AE-Morpher: Improve Physical Robustness of Adversarial Objects against LiDAR-based Detectors via Object Reconstruction

LiDAR-based perception is crucial to ensure the safety and reliability of autonomous driving (AD) systems. Though some adversarial attack methods against LiDAR-based detectors perception models have been proposed, deceiving such models in the physical world is still challenging. While existing robustness methods focus on transforming point clouds to embed more robust adversarial information, our research reveals how to reduce the errors during the LiDAR capturing process to improve the robustness of adversarial attacks.

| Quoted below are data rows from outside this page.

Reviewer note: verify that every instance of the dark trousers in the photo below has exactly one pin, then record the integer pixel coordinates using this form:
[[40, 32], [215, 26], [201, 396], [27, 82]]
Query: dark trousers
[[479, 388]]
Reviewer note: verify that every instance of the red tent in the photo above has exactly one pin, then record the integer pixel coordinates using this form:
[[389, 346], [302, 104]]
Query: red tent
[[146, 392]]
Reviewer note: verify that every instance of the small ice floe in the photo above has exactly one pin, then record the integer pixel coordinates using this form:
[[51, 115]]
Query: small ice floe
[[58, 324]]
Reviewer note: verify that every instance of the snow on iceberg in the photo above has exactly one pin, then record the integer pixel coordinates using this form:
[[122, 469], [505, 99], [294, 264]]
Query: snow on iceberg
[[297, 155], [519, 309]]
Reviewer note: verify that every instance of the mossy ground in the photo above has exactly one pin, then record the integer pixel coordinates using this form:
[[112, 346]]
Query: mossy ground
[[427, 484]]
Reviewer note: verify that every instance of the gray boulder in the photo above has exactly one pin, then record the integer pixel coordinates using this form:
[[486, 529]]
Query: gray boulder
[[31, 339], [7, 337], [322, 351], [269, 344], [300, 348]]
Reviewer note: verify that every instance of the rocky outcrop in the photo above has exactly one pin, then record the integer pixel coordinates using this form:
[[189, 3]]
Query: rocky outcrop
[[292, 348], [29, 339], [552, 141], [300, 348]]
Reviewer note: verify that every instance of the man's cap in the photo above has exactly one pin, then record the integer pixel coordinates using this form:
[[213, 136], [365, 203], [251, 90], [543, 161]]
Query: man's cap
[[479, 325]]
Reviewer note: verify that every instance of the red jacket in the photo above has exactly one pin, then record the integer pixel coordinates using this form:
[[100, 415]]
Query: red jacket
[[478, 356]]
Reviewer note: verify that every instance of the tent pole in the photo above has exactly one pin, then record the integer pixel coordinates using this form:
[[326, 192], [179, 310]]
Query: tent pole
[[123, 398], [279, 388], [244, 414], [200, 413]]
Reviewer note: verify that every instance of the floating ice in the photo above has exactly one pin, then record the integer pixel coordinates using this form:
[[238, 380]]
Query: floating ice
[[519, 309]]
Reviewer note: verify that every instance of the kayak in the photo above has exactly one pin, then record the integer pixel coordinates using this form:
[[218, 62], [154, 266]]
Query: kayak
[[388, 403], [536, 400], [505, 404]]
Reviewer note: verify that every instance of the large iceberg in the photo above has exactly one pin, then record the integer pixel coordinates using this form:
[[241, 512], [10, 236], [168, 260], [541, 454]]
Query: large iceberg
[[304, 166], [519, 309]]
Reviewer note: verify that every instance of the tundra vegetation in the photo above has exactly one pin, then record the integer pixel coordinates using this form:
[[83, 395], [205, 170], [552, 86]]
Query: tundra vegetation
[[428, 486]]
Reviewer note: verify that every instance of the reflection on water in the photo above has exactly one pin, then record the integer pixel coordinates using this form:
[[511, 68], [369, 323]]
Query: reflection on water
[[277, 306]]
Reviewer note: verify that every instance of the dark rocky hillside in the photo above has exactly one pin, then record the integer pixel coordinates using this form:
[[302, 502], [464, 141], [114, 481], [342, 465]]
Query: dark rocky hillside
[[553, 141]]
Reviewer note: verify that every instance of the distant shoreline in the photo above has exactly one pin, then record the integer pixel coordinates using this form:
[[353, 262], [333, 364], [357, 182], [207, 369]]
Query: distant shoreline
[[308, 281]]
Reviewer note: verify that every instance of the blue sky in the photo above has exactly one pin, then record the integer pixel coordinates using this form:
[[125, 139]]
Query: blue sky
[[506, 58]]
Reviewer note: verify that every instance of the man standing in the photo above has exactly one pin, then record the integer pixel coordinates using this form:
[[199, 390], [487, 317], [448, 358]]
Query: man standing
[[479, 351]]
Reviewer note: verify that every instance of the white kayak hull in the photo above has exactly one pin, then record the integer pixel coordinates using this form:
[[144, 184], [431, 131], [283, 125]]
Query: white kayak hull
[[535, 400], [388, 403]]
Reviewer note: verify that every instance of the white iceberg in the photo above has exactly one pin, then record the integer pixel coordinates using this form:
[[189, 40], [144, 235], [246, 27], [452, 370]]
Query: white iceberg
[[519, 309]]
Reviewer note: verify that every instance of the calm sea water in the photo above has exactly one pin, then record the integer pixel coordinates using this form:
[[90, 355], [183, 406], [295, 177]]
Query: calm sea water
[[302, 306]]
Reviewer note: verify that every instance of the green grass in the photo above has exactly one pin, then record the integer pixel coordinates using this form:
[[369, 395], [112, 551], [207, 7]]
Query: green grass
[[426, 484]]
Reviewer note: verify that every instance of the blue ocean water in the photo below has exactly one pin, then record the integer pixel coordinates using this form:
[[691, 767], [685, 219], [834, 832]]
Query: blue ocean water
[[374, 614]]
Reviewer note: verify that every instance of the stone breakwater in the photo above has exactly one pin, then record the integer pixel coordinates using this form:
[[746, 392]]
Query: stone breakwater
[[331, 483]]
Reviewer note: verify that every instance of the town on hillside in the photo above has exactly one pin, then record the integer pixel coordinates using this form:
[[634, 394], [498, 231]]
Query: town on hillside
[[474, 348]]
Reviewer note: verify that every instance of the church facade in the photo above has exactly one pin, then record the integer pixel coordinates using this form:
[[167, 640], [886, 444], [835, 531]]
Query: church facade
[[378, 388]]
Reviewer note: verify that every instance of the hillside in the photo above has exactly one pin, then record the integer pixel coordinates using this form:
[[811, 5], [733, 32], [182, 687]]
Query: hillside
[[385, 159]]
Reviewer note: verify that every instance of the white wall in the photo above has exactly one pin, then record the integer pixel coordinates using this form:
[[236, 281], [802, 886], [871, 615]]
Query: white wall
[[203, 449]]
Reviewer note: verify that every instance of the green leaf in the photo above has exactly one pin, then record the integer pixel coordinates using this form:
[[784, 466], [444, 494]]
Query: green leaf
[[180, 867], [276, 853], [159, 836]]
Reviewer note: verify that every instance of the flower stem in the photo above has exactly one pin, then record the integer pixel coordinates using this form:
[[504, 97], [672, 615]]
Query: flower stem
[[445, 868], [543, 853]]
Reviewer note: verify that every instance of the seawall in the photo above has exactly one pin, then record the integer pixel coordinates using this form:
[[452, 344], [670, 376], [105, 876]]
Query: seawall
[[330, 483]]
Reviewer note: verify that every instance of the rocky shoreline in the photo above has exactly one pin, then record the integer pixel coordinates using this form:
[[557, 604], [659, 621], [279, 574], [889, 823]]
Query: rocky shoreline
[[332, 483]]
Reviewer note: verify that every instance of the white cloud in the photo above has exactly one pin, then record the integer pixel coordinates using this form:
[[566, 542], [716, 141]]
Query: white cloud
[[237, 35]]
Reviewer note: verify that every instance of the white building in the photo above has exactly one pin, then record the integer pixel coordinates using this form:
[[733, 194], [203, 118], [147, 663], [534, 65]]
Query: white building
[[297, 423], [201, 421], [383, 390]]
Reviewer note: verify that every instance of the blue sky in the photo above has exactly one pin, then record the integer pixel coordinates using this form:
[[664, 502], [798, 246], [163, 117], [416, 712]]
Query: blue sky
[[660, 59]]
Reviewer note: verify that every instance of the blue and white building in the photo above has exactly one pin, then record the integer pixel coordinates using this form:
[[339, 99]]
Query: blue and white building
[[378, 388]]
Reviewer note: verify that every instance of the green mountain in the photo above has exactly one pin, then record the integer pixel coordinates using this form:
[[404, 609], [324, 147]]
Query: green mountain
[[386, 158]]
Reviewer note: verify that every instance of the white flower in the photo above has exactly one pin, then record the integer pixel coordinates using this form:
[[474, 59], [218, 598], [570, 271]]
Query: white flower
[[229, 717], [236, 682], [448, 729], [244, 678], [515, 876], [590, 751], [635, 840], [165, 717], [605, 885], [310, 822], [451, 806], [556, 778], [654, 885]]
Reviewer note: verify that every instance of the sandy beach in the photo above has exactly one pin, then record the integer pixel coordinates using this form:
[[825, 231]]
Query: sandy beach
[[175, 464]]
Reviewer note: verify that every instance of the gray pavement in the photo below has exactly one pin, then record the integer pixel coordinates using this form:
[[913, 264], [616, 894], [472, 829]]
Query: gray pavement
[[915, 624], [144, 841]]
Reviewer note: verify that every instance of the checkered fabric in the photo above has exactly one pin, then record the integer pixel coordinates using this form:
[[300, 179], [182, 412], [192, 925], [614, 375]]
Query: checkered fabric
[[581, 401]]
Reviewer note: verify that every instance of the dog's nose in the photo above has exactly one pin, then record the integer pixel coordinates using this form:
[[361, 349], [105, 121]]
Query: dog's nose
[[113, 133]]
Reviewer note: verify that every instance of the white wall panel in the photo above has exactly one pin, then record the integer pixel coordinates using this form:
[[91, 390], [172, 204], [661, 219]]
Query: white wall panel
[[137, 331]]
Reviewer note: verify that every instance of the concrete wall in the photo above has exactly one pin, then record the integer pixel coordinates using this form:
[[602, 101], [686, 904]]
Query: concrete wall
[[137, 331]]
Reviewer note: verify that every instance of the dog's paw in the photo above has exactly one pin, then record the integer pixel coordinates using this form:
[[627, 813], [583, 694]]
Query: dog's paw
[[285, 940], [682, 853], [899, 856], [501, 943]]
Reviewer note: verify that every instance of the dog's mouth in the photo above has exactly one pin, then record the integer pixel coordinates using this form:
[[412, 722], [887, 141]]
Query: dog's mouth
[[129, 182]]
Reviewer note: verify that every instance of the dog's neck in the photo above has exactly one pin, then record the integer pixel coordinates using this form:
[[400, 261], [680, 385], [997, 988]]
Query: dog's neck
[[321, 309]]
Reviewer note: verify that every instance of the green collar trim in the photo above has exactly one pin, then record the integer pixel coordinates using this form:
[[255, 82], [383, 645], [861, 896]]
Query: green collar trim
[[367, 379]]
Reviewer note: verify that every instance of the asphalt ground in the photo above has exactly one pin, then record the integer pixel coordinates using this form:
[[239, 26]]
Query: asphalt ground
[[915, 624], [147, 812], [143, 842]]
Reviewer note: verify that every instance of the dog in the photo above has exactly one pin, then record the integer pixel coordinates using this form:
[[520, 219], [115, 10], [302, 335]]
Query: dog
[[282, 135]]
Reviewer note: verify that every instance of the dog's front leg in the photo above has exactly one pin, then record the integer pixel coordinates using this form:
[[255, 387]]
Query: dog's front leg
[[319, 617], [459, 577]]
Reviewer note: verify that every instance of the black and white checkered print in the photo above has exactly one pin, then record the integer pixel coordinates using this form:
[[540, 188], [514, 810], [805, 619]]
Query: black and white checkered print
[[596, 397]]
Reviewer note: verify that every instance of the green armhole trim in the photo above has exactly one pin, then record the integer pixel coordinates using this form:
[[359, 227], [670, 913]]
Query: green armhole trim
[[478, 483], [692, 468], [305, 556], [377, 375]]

In this paper, we present AE-Morpher, a novel approach that minimizes differences between the LiDAR-captured and original adversarial point clouds to improve the robustness of adversarial objects. It reconstructs the adversarial object using surfaces with regular shapes to fit the discrete laser beams. We evaluate AE-Morpher by conducting physical disappearance attacks that use a mounted adversarial ornament to conceal a car from models' detection results in both SVL Simulator environments and real-world LiDAR setups. In the simulated world, we successfully deceive the model up to 91.1% of the time when LiDAR moves towards the target vehicle from 20m away. On average, our method increases the ASR by 38.64% and reduces the adversarial ornament's projection area by 67.59%. For the real world, we achieve an average attack success rate of 71.4% over a 12m motion scenario. Moreover, adversarial objects reconstructed by our method can be easily physically constructed by human hands without the requirement of a 3D printer.